Microsoft Announces The Different Versions of Windows 10
Earlier today, Microsoft announced the different flavors of Windows 10 that will be available this summer. Windows 10 has a seemingly excess number of versions available, that is sure to confuse the average consumer.
Before we get into all the versions, I want to remind everyone that within the first year that Windows 10 is out, users will have the opportunity to upgrade to Windows 10 for free if they have the consumer version of Windows 7 or 8. So with that, the two versions that Windows 7 & 8 users can upgrade to are Home and Pro. Like previous versions of Windows, Home Edition is the standard, everyday desktop version. The Pro version adds some business-oriented features, such as managing other devices, security, and their new service “Windows Update for Business“.
Windows 10 Enterprise expands on the features offered in Pro, adding services that are specifically engineered for a corporate infrastructure, such as network deployments of updates and applications.
Windows 10 Education expands on the features from Enterprise and will be available with academic volume licensing.
There’s also a version of Windows Enterprise for ATMs, retail point of sales, handheld terminals, and robotics called Windows 10 IoT Core. This is a stripped down version of Windows designed to operate on minimum hardware with minimal downtime.

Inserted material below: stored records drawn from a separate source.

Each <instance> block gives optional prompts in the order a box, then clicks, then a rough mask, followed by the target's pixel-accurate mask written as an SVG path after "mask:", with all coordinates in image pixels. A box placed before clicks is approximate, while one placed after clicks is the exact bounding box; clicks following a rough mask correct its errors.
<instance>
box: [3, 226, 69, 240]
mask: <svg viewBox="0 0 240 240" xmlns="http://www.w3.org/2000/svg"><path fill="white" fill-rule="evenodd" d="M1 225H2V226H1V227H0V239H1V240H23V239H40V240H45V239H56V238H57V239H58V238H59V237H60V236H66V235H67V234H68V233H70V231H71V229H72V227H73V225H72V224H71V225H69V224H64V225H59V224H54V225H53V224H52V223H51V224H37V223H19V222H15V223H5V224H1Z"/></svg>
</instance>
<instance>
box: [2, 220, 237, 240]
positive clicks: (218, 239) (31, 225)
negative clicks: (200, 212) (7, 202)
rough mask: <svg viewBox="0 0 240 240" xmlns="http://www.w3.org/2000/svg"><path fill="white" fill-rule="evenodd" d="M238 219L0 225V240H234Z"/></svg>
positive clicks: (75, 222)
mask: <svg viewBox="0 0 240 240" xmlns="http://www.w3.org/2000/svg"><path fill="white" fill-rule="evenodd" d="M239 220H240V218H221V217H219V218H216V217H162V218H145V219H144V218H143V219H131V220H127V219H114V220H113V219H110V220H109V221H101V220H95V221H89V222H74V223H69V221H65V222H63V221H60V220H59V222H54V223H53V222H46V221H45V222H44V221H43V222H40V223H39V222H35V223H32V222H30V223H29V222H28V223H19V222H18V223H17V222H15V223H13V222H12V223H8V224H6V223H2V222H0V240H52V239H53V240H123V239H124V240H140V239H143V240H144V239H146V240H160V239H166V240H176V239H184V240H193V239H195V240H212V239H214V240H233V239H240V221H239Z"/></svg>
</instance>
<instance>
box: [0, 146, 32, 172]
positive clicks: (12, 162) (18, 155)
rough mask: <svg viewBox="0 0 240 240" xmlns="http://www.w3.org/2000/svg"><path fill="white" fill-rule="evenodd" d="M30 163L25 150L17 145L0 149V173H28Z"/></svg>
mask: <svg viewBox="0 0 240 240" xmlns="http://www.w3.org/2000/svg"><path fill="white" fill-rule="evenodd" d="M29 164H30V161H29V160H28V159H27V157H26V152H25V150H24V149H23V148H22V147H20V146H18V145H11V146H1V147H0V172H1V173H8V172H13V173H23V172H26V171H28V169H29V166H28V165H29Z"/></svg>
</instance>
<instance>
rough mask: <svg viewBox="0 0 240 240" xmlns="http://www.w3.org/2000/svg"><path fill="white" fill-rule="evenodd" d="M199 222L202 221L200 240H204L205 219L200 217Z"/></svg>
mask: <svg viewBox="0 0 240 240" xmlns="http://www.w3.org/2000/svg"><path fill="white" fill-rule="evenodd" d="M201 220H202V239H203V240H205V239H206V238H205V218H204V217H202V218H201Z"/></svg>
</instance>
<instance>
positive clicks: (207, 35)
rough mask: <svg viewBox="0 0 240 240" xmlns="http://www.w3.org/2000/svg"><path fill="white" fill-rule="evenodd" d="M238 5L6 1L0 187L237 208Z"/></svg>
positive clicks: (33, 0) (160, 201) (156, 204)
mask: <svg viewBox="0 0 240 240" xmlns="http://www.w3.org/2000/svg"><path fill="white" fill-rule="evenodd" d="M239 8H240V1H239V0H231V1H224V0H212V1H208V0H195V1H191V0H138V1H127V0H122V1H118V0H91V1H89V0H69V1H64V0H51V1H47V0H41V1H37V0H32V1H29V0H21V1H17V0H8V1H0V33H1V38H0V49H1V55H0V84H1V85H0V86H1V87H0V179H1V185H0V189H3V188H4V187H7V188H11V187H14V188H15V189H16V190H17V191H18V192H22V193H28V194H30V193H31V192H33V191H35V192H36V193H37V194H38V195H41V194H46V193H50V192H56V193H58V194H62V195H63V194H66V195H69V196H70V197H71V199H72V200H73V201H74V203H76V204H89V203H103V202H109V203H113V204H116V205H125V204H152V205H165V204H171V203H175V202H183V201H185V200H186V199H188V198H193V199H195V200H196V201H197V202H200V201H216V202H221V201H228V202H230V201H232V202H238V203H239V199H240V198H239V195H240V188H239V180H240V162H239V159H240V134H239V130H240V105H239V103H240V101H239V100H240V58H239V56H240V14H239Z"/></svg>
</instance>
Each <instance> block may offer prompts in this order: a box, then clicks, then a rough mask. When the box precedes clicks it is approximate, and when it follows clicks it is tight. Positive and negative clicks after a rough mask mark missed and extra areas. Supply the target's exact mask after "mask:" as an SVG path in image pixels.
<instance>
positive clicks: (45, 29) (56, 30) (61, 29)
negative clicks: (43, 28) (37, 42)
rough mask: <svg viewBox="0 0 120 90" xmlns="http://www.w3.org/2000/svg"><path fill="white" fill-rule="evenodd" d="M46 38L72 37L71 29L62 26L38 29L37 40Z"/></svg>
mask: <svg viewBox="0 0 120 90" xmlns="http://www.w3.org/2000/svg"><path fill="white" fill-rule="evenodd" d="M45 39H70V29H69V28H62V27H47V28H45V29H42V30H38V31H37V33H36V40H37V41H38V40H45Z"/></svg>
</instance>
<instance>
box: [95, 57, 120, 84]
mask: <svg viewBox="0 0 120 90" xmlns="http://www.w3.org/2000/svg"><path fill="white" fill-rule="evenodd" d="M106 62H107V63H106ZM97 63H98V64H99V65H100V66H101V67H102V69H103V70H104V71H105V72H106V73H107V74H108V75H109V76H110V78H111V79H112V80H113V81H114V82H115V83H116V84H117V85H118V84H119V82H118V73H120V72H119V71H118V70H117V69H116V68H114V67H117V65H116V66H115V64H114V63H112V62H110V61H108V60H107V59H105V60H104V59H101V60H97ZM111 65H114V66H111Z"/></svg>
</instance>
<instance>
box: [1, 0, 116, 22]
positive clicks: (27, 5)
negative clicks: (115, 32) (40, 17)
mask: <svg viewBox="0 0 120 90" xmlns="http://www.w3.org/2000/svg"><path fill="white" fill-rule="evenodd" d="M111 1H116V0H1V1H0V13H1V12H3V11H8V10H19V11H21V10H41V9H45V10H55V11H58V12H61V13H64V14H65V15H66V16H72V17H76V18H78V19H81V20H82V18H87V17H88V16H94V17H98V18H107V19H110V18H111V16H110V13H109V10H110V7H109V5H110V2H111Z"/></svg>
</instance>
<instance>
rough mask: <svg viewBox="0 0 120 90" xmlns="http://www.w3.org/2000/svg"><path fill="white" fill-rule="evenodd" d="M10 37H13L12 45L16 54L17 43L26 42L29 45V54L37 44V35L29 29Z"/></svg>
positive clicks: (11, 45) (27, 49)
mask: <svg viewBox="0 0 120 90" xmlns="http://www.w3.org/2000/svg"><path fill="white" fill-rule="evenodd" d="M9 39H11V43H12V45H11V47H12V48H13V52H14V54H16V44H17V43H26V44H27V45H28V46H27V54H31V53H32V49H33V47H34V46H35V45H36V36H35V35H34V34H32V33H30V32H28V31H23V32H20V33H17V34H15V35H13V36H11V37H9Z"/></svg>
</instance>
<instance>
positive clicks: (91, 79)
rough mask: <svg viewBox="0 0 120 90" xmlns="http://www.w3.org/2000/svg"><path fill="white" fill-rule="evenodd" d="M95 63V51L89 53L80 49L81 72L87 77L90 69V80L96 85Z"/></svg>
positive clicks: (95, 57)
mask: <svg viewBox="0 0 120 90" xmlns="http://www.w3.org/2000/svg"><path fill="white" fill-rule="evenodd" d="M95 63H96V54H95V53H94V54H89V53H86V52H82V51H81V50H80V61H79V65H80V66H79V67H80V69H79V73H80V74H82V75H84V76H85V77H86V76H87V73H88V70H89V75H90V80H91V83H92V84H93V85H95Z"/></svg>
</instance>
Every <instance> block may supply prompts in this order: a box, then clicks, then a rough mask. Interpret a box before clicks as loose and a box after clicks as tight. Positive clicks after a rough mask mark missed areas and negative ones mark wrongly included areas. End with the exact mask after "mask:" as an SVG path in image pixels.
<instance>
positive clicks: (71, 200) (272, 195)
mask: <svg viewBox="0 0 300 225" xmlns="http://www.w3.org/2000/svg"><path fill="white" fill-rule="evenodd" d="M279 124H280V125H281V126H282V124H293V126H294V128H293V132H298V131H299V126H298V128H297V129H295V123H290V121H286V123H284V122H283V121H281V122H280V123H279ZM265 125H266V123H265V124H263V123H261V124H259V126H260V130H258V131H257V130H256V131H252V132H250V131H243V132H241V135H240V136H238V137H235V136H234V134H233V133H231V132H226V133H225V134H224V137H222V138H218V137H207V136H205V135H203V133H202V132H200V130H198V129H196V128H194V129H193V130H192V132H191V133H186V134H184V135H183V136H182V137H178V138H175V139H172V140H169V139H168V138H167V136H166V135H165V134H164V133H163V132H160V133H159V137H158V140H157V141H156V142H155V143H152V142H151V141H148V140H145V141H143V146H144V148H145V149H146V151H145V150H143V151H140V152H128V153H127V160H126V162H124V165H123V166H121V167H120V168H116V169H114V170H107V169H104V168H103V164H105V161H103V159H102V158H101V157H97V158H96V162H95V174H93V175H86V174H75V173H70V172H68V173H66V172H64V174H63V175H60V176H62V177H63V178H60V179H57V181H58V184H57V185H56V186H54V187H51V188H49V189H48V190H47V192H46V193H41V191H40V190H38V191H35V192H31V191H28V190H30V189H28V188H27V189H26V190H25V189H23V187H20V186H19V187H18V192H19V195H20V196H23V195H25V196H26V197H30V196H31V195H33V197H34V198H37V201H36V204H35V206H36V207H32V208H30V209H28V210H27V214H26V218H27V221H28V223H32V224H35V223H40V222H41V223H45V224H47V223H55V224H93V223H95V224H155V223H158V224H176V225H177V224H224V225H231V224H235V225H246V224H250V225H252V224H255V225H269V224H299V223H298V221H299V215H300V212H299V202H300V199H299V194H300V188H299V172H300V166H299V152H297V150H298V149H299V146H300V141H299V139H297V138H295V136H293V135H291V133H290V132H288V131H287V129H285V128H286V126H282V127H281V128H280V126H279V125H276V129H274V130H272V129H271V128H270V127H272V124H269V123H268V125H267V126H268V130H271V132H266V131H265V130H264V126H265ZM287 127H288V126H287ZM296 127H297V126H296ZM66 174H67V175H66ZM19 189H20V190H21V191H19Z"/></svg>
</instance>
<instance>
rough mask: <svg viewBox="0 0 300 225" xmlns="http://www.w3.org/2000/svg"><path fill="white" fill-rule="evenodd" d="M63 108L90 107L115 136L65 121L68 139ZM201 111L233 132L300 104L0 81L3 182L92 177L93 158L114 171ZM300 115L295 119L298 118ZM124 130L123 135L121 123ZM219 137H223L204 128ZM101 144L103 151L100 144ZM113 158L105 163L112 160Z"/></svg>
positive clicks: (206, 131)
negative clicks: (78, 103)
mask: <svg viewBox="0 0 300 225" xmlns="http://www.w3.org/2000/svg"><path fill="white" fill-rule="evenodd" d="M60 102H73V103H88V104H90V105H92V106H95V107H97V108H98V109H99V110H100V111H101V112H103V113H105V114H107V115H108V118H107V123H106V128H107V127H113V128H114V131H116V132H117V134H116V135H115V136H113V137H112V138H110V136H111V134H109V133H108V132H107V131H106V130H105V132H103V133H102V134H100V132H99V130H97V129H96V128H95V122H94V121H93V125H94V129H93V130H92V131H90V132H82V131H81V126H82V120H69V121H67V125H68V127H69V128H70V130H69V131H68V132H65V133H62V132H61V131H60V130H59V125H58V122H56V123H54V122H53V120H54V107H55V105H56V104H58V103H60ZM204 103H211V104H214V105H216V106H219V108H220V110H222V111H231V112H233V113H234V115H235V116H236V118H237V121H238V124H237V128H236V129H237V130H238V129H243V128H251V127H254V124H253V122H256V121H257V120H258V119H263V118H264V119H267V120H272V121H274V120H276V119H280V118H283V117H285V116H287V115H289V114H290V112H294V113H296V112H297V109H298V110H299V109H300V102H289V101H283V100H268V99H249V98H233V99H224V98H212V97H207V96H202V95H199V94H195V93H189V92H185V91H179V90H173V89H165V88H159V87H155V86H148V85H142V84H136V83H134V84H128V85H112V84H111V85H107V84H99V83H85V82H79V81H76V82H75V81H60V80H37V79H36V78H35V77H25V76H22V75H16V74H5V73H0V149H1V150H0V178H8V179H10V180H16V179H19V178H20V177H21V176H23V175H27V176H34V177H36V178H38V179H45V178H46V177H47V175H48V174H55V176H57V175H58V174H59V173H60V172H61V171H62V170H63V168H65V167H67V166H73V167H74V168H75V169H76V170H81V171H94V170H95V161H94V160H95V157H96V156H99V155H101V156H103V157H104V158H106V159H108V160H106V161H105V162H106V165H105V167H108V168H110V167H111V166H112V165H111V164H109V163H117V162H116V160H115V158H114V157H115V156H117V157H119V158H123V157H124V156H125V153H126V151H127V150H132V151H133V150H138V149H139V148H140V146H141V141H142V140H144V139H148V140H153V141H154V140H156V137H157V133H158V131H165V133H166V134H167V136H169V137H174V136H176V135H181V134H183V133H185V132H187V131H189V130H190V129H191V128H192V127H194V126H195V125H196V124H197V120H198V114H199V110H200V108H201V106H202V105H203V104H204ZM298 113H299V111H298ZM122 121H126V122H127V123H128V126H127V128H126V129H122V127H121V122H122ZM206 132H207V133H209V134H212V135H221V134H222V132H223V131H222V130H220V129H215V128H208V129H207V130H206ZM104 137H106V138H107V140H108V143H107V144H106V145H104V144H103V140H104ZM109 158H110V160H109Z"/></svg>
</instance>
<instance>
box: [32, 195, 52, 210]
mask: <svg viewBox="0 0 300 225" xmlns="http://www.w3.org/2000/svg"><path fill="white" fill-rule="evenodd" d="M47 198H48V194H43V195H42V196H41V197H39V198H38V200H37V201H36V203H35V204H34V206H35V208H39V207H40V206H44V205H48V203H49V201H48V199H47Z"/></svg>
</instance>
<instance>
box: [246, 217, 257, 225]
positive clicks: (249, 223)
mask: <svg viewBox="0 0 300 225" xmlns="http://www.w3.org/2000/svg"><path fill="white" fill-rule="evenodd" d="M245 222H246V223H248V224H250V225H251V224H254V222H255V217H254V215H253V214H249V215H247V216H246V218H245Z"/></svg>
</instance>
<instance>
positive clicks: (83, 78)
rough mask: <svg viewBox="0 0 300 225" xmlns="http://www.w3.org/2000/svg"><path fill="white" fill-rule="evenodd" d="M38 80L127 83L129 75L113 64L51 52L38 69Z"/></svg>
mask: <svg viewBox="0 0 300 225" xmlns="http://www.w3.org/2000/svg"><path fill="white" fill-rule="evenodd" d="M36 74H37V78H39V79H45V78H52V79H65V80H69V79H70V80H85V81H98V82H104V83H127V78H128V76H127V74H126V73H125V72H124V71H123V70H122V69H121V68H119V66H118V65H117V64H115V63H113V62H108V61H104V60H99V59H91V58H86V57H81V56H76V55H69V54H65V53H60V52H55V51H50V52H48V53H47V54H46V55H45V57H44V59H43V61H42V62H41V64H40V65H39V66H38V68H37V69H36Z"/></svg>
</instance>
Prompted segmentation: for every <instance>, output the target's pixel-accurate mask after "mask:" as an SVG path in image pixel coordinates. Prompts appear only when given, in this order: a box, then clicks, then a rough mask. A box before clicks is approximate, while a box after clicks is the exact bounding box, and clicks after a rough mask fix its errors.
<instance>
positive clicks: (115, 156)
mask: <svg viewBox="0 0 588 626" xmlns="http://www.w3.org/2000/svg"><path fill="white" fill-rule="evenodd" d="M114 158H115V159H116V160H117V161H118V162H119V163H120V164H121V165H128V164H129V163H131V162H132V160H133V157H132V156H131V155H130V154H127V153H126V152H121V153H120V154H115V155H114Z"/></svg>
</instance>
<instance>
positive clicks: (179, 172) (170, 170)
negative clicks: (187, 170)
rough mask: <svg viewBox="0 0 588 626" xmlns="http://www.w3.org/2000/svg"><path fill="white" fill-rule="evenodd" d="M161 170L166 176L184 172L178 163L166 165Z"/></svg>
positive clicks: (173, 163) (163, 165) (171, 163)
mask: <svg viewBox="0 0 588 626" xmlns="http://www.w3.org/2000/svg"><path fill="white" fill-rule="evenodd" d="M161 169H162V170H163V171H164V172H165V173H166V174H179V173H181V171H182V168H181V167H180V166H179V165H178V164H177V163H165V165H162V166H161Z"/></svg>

Now onto the two mobile versions of Windows 10 – Windows Mobile 10 & Windows Mobile 10 Enterprise. Windows Mobile 10 is the ARM compatible version of Windows, much like Windows Phone 8. Windows 10 Mobile Enterprise adds additional security features catered towards corporate environments, which are not available on the standard Windows Mobile version. If you’re scratching your head why they have two versions, you’re not alone. This seems like the only misstep I’ve seen for Microsoft’s product launches this year. Their smartphone division is already so far behind Android and iOS, that it’s basically seen in the same light as a Blackberry. It’s really confusing why they don’t just make one version and keep it simple. iOS seems to do well in the corporate environment and they only have one version, so why can’t Microsoft?